# Withings Real World Wearables Aggregated Dataset (2023-2024) Exploration with `mlcroissant`
This notebook provides a template for loading and exploring a dataset using the `mlcroissant` library.

### Dataset Source
The dataset source is provided via a Croissant schema URL.

In [None]:
# Ensure `mlcroissant` library is installed
!pip install mlcroissant

## 1. Data Loading
Load metadata and records from the dataset using `mlcroissant`.

In [None]:
import mlcroissant as mlc
import pandas as pd

# Define the dataset URL
url = 'https://sen.science/doi/10.71728/senscience.gae5-90ty/fair2.json'

# Load the dataset metadata
dataset = mlc.Dataset(url)
metadata = dataset.metadata
print(f"{metadata['name']}: {metadata['description']}")

## 2. Data Overview
Review available record sets, fields, and their IDs.

In [None]:
record_sets = dataset.metadata['recordSet']

for record_set in record_sets:
    print(f"RecordSet: {record_set['@id']}")
    fields = record_set['field']
    for field in fields:
        print(f"  - Field: {field['@id']} ({field['dataType']})")

## 3. Data Extraction
Load data from a specific record set into a DataFrame for analysis. Use the record set and field `@id`s from the overview.

In [None]:
# Extract data from first record set
record_set_id = record_sets[0]['@id']
records = list(dataset.records(record_set=record_set_id))
df = pd.DataFrame(records)
print(f"Columns in {record_set_id}:", df.columns.tolist())
df.head()

## 4. Exploratory Data Analysis (EDA)
Apply common data processing steps, such as filtering records based on specific criteria, normalizing numeric fields, and categorizing data. This section includes operations like removing outliers, transforming data distributions, or grouping data by key attributes to prepare it for further analysis.

In [None]:
# Select a numeric field for analysis
# We assume 'sbp' (systolic blood pressure) is a relevant numeric field
numeric_field = 'sbp'

threshold = 120
filtered_df = df[df[numeric_field] > threshold]
print(f"Filtered records with {numeric_field} > {threshold}:")
print(filtered_df.head())

filtered_df[f"{numeric_field}_normalized"] = (filtered_df[numeric_field] - filtered_df[numeric_field].mean()) / filtered_df[numeric_field].std()
print(f"Normalized {numeric_field} for filtered records:")
print(filtered_df[[numeric_field, f"{numeric_field}_normalized"]].head())

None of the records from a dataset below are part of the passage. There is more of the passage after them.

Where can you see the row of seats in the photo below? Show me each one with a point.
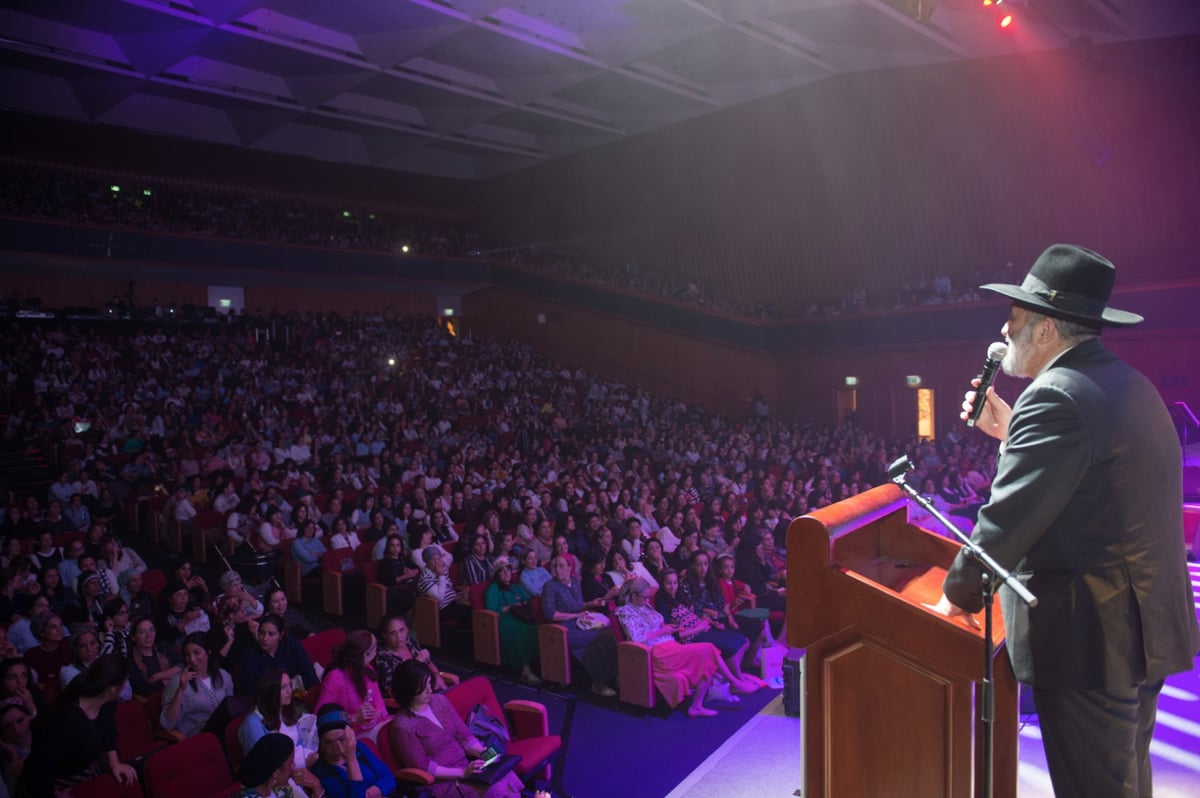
(201, 767)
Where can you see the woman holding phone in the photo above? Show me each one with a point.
(427, 733)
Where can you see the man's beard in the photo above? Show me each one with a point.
(1018, 355)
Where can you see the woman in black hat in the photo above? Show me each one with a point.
(268, 771)
(345, 768)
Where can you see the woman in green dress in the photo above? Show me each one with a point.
(519, 634)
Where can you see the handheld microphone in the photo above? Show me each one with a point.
(899, 467)
(996, 353)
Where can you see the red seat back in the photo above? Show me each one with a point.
(477, 594)
(477, 690)
(319, 647)
(383, 742)
(363, 553)
(153, 582)
(106, 786)
(233, 745)
(340, 561)
(371, 571)
(193, 768)
(135, 735)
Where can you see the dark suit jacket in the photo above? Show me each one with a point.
(1085, 510)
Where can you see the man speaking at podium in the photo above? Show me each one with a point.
(1085, 510)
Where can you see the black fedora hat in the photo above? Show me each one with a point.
(1072, 283)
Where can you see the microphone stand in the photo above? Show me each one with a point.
(993, 574)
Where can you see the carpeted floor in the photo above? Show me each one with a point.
(613, 753)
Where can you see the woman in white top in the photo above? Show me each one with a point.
(343, 537)
(276, 712)
(274, 532)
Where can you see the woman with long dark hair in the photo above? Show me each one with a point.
(79, 738)
(87, 651)
(275, 711)
(397, 576)
(16, 685)
(274, 648)
(150, 666)
(351, 682)
(193, 694)
(399, 646)
(430, 735)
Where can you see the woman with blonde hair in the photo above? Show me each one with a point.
(681, 670)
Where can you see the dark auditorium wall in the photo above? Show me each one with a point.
(801, 385)
(869, 178)
(90, 292)
(720, 376)
(24, 136)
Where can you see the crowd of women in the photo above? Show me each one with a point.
(460, 462)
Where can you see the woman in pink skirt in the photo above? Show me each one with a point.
(679, 669)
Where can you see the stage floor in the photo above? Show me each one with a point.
(762, 759)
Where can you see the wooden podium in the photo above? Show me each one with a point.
(892, 701)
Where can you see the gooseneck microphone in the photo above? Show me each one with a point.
(996, 353)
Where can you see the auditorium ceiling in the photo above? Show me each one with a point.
(472, 89)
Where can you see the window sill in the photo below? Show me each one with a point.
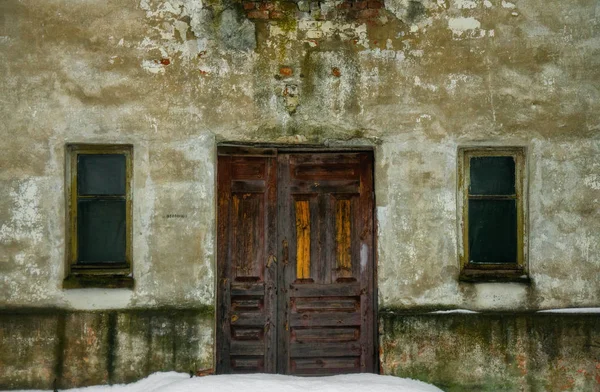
(472, 275)
(81, 281)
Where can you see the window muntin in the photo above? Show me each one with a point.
(100, 206)
(491, 183)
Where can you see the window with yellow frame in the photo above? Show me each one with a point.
(492, 205)
(99, 210)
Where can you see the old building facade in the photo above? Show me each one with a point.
(434, 163)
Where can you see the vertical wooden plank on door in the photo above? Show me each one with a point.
(286, 242)
(366, 261)
(223, 283)
(343, 238)
(271, 268)
(302, 239)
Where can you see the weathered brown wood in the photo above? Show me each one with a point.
(295, 259)
(342, 238)
(246, 237)
(326, 290)
(325, 304)
(302, 239)
(340, 292)
(342, 186)
(312, 335)
(343, 349)
(325, 366)
(286, 238)
(331, 319)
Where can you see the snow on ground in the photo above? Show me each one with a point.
(181, 382)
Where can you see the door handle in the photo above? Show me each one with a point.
(285, 252)
(272, 259)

# Assuming 'age' is a field to group data
group_field = 'age'
if group_field in df.columns:
    grouped_df = filtered_df.groupby(group_field).mean()
    print(f"Grouped data by {group_field}:")
    print(grouped_df.head())

## 5. Visualization
Visualize data distributions or relationships between fields in the dataset.

In [None]:
import matplotlib.pyplot as plt
import seaborn as sns

plt.figure(figsize=(10, 6))
sns.histplot(data=filtered_df, x=numeric_field, kde=True)
plt.title(f'Distribution of {numeric_field} (Filtered)')
plt.xlabel(numeric_field)
plt.ylabel('Frequency')
plt.show()

## 6. Conclusion
Summarize key findings and observations from the dataset exploration.

Through this exploration, we have gained insights into the dataset's structure and contents. We identified key numeric fields and performed basic transformations and visualizations. This preliminary analysis serves as a foundation for detailed analysis and model building in subsequent steps.